= CDC 1700 =

The CDC 1700 is a 16-bit word minicomputer, manufactured by the Control Data Corporation with deliveries beginning in May 1966.

Over the years there were several versions. The original 1700 was constructed using air-cooled CDC 6600-like cordwood logic modules and core memory, although later models used different technology. The final models, called Cyber-18, added four general-purpose registers and a number of instructions to support a time-sharing operating system.

| System name | Processor | Minimum RAM | Maximum RAM | Cycle time |
|---|---|---|---|---|
| 1700 | 1704 | 4 KW | 32 KW | 1.1 μs |
| 1714 | 1714 | 12 KW | 64 KW | 1.1 μs |
| SC1700 | 1774 | 4 KW | 32 KW | 1.5 μs |
| System 17 | 1784 | 4 KW | 64 KW | 0.9 or 0.6 μs |
| CYBER 18 | MP17 | 16 KW | 128 KW | 0.75 μs |

==Hardware==
The 1700 uses ones' complement arithmetic and an ASCII-based character set, and supports memory write protection on an individual word basis. It has one general-purpose register and two indexing registers (one of which was implemented as a dedicated memory location).
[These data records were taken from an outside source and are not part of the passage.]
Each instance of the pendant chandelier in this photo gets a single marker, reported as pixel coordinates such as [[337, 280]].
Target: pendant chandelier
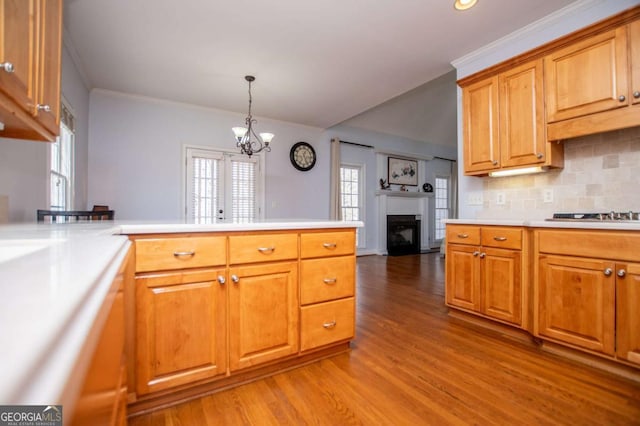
[[246, 138]]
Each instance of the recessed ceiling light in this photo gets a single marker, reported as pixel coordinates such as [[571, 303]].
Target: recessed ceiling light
[[464, 4]]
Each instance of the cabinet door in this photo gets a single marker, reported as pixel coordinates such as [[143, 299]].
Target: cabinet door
[[462, 288], [522, 126], [502, 284], [480, 122], [263, 313], [181, 336], [17, 43], [576, 302], [634, 49], [47, 108], [587, 77], [628, 319]]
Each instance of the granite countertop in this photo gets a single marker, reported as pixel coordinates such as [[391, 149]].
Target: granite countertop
[[619, 225], [54, 279]]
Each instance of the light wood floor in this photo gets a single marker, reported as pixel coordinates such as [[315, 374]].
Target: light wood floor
[[412, 364]]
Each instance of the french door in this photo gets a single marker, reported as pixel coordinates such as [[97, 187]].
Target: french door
[[222, 186]]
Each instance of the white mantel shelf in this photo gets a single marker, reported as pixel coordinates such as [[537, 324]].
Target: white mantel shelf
[[408, 194]]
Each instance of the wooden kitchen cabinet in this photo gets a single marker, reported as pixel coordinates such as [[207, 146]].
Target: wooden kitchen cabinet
[[327, 287], [484, 271], [588, 76], [504, 123], [634, 55], [481, 134], [587, 291], [180, 328], [30, 55], [263, 313]]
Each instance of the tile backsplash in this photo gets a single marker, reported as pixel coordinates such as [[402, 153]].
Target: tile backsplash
[[601, 173]]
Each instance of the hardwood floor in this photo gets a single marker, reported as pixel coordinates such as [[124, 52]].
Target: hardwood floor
[[412, 364]]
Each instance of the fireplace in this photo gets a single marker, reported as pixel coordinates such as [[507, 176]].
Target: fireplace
[[403, 234]]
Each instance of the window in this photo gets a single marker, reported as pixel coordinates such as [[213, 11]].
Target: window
[[442, 205], [351, 184], [222, 186], [61, 165]]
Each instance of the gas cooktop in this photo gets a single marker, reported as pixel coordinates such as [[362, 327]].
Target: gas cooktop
[[597, 217]]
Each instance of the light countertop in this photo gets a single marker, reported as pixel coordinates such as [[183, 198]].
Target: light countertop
[[620, 225], [54, 279]]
The instruction set is fairly simple and supports seven storage addressing modes, including multilevel (chained) indirect addressing.
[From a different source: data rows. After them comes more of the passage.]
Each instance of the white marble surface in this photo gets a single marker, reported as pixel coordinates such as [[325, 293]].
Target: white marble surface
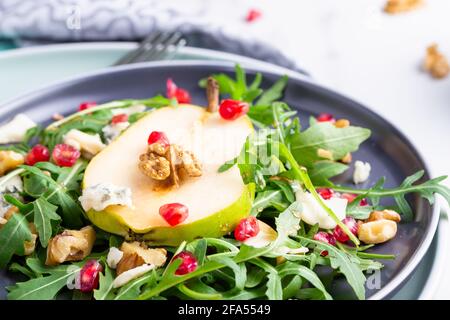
[[355, 48]]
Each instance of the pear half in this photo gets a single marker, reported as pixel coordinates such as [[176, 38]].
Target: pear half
[[216, 201]]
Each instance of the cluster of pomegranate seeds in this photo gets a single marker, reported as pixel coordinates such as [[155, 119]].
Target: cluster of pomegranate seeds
[[247, 228], [173, 92], [340, 235], [174, 213], [325, 117], [189, 263], [86, 105], [89, 275], [38, 153], [350, 197], [253, 15], [118, 118], [326, 238], [158, 137], [65, 155], [325, 193], [232, 109]]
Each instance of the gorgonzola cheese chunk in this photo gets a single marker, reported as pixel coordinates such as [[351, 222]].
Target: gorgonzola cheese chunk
[[102, 195], [312, 211]]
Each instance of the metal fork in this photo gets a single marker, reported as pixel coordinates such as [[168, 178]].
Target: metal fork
[[154, 47]]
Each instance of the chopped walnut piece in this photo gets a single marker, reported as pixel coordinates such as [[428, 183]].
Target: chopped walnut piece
[[385, 214], [30, 245], [399, 6], [136, 254], [10, 160], [154, 166], [347, 158], [70, 245], [187, 161], [342, 123], [169, 165], [436, 63]]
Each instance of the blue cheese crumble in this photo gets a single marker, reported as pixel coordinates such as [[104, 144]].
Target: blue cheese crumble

Although described as a 16-bit system, the basic core storage memory is 4,096 18-bit words, each comprising
- 16 data bits
- a parity bit, and
- a program protection bit;
memory could be expanded to 32,768 words; I/O was in units of 8 or 16 bits.

===Peripherals===
Available peripherals included teletypewriters, paper tape readers/punches, punched card readers/punches, line printers, magnetic tape drives, magnetic drums, fixed and removable magnetic disk drives, display terminals, communications controllers, Digigraphic display units, timers, etc. These interfaced to the processor using unbuffered interrupt-driven "A/Q" channels or buffered Direct Storage Access channels.

==Software==
The main operating systems for the 1700 were the Utility System, which usually took the form of several punched paper tapes (resident monitor plus utilities), a similar Operating System for larger configurations (often including punched cards and magnetic tape), and the Mass Storage Operating System (MSOS) for disk-based systems.

An assembler and a Fortran compiler were available. Pascal was also available, via a cross compiler on a CDC 6000 series host. The Cyber 18 series, exploiting the extended instruction set, ran a disk-based OS, the Interactive Terminal Oriented System (ITOS). This system supported Fortran, Cobol, and UCSD Pascal. ITOS was a foreground/background system with multiple users connected via serial CRT terminals; user tasks ran in the background while the operating system itself ran in the foreground.

==Market acceptance==
The 1700 series found use as communications concentrators, Digigraphics workstations, remote batch job entry stations, and industrial process controllers. One application, running the AUTRAN program, controlled water and wastewater treatment plants for many years. Another was used as Maintenance and Diagnostic SubSystem (M&DSS) for the AN/FPQ-16 Perimeter Acquisition Radar Attack Characterization System (PARCS), located at Cavalier Air Force Station (CAFS) in North Dakota; this CDC 1700 is still being used as of this writing (2016).

Washington, D.C. used a Control Data 1700 in vote-tallying. CDC's 1700 was also used by Ticketron as central servers for their wagering systems and ticketing services.

===Simulation===
In mid-2016, John Forecast added a CDC 1700 simulator to the SIMH package.